Dog with insect bite: Beware of bites in the mouth
You should be particularly careful if your dog has an insect bite in the head or even in the mouth area. The stung area often swells - so if your leg or back is affected, it is uncomfortable for your darling, but at best it is not dangerous. However, if the bee or wasp has caught the dog in the throat or even on the tongue, the mucous membranes can swell. These can then block the airways and in the worst pallid the dog threatens to suffocate. A dog with an insect bite in the mouth often chokes and wheezes because it cannot breathe. A quick instant tip are ice cubes that help the swelling to subside. However, a visit to the veterinarian as soon as possible is essential.

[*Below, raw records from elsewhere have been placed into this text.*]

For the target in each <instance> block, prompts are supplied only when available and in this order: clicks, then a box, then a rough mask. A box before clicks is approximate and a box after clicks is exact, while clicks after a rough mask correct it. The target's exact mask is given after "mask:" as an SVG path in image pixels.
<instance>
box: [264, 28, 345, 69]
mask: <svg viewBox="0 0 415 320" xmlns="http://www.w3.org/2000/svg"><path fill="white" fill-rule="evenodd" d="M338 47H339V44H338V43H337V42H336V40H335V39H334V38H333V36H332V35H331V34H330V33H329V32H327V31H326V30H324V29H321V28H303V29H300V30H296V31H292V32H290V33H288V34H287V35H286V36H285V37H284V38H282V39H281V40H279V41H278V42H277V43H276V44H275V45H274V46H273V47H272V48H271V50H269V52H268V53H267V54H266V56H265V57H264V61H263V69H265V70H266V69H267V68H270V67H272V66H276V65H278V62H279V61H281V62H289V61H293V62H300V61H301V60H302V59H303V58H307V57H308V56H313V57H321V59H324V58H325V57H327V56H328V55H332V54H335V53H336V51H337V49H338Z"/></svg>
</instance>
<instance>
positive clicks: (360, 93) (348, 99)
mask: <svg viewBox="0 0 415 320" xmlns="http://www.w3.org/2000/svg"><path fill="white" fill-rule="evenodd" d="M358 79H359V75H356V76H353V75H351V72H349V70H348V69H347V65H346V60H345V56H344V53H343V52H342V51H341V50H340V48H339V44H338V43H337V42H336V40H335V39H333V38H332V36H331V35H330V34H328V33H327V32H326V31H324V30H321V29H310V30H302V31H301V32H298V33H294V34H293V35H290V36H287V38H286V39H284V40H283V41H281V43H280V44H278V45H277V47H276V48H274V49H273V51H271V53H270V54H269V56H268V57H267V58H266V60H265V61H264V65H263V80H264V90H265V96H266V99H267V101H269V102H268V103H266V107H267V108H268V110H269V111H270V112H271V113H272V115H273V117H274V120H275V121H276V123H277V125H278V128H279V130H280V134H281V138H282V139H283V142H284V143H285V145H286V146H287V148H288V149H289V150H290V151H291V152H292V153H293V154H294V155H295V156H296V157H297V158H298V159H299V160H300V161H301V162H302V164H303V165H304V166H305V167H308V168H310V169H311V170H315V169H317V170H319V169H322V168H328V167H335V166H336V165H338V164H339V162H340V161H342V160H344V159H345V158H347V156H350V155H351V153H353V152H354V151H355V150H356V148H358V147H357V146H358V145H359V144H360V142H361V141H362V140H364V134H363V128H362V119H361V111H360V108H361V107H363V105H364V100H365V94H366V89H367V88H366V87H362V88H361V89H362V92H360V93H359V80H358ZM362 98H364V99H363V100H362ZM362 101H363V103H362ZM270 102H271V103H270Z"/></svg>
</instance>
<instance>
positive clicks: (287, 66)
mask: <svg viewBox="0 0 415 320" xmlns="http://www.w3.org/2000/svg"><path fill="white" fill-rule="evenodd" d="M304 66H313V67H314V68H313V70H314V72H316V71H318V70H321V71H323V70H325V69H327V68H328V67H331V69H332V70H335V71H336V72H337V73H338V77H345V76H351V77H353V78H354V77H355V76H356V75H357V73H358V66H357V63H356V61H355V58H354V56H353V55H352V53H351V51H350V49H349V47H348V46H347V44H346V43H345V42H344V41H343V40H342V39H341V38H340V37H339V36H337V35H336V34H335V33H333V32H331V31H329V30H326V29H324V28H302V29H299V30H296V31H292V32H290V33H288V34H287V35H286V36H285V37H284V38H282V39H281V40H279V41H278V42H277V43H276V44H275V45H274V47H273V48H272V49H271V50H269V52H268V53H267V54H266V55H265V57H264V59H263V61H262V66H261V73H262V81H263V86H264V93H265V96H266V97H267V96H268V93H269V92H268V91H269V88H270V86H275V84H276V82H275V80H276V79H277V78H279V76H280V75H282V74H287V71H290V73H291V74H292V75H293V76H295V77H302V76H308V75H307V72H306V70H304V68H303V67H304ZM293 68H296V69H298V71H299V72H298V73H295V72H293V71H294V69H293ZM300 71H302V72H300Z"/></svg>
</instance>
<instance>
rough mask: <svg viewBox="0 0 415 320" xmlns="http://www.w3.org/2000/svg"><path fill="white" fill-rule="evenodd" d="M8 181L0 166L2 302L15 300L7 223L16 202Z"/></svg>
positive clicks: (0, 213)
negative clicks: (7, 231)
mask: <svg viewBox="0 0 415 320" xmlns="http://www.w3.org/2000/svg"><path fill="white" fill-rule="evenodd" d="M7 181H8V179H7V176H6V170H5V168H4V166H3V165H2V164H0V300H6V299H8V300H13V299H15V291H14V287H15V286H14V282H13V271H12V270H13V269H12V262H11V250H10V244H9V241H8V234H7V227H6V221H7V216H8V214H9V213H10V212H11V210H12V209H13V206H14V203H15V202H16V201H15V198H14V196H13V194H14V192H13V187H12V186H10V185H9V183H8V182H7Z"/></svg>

English bulldog: puppy on a trip into the countryside
Wasp sting: doubly dangerous
Especially when your dog is stung in the mouth, it is sometimes difficult to tell whether the culprit was a bee or a wasp. The important difference here is that a bee can only sting once and then dies. With a wasp, on the other hand, it can be dangerous: if it got into the mouth of your four-legged friend and is still alive, it can stab there several times, which of course increases the swelling and thus the danger. The doctor can help here.